Do you know? If not you might try writing about them. Often putting issues into writing can make them clearer, and can also give you a chance to review them later. If you're stuck, try making a list of incidents, how you felt about them, and what you wish had happened instead.

If you can't agree with your partner about the nature of the problems, perhaps you both could benefit from writing about them. This can be especially useful when tempers are short. Are you fighting?

Can you talk about the issues without fighting? If you can't, then that's another problem. It's important to try to communicate clearly, to fight, when you must, as "cleanly" as possible.

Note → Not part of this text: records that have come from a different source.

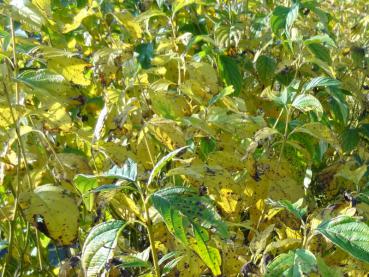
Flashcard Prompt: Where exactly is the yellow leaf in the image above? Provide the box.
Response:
[114,12,142,38]
[19,185,79,245]
[62,8,94,34]
[47,56,91,86]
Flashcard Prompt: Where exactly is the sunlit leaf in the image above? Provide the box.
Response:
[81,220,126,276]
[315,216,369,263]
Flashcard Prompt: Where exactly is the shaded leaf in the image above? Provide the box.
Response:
[81,220,126,276]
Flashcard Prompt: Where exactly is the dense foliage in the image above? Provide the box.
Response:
[0,0,369,277]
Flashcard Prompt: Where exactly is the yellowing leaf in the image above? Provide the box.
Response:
[19,185,79,245]
[62,7,94,34]
[114,12,142,38]
[48,57,90,86]
[217,188,239,213]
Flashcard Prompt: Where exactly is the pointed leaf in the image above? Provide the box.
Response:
[315,216,369,263]
[266,249,317,277]
[81,220,126,277]
[147,146,189,185]
[292,94,323,115]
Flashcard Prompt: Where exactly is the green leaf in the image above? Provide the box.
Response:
[304,34,336,47]
[135,42,154,69]
[81,220,126,276]
[292,94,323,116]
[147,146,189,185]
[73,174,99,211]
[208,86,234,106]
[192,225,222,276]
[16,69,75,96]
[255,55,277,86]
[150,187,228,238]
[119,256,152,268]
[307,43,332,64]
[150,187,228,275]
[286,3,300,37]
[270,6,290,34]
[267,198,307,219]
[315,215,369,263]
[302,76,341,92]
[289,122,340,149]
[102,158,137,182]
[62,7,94,34]
[266,249,317,277]
[340,128,360,152]
[19,184,79,245]
[218,55,242,96]
[317,257,344,277]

Be careful about assigning blame when trying to sort out the issues. It's very hard not to feel and act defensive when you feel attacked, so do whatever you can to make sure your partner doesn't feel attacked. For example, saying, "When you said that, I felt bad..." is less hostile than saying, "You made me feel bad." Try to keep blame out of the picture, and try to state your feelings non- judgmentally.

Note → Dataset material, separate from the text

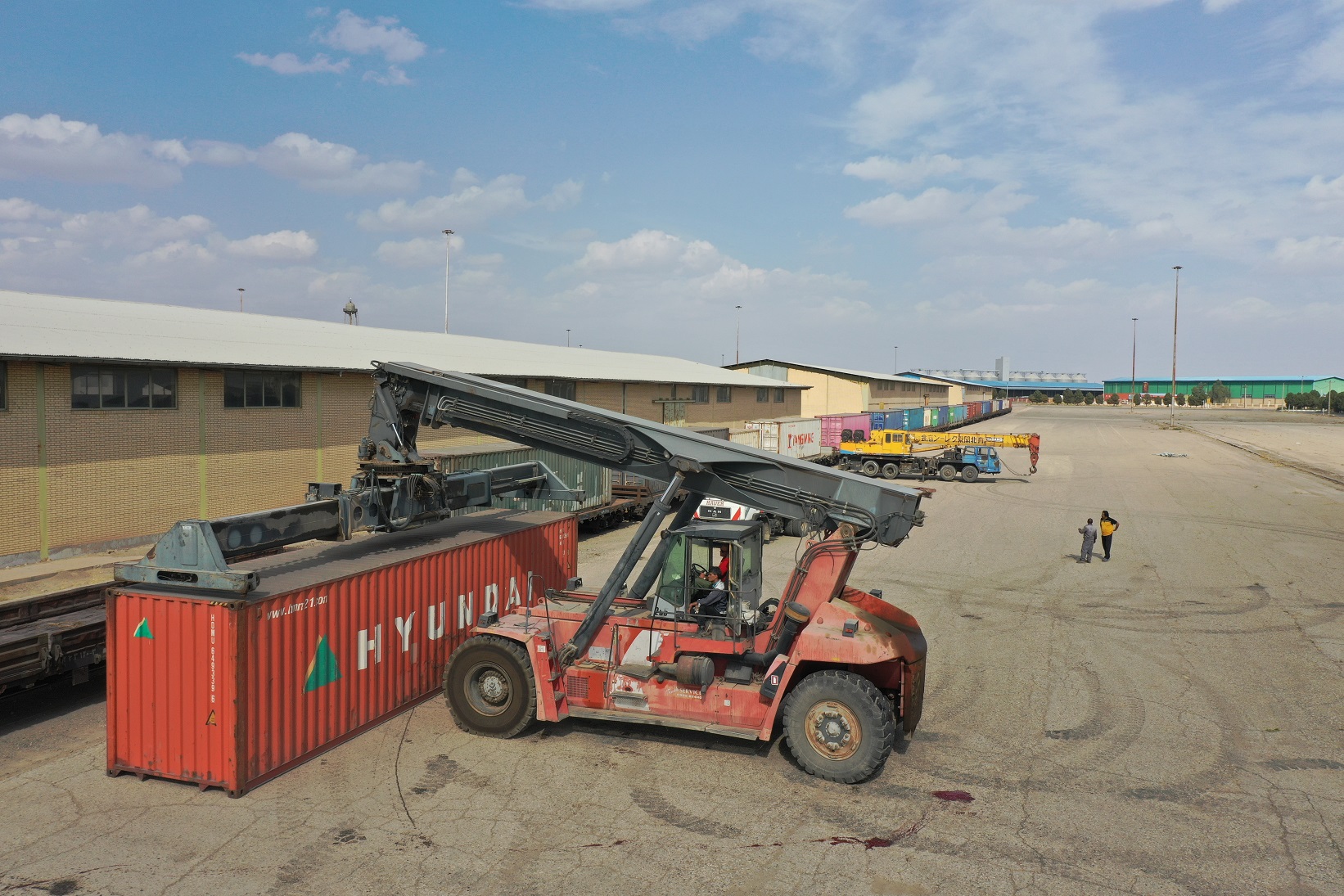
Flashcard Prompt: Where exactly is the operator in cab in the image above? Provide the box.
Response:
[691,567,728,617]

Are the problems D/S- or SM- based?

If the problems are rooted in power exchange, then you may be able to deal with them by renegotiating your power-exchange agreement. Remember that in order for power exchange to work, both partners have to feel they have power to begin with. After all, you can't give anything away unless you have it to start with, and you can't take something that someone isn't fully giving. Don't be afraid of renegotiation--you may find that your new arrangement suits you better, or even that it doesn't look very different from the old one. Sometimes a willingness to reevaluate is all that's needed.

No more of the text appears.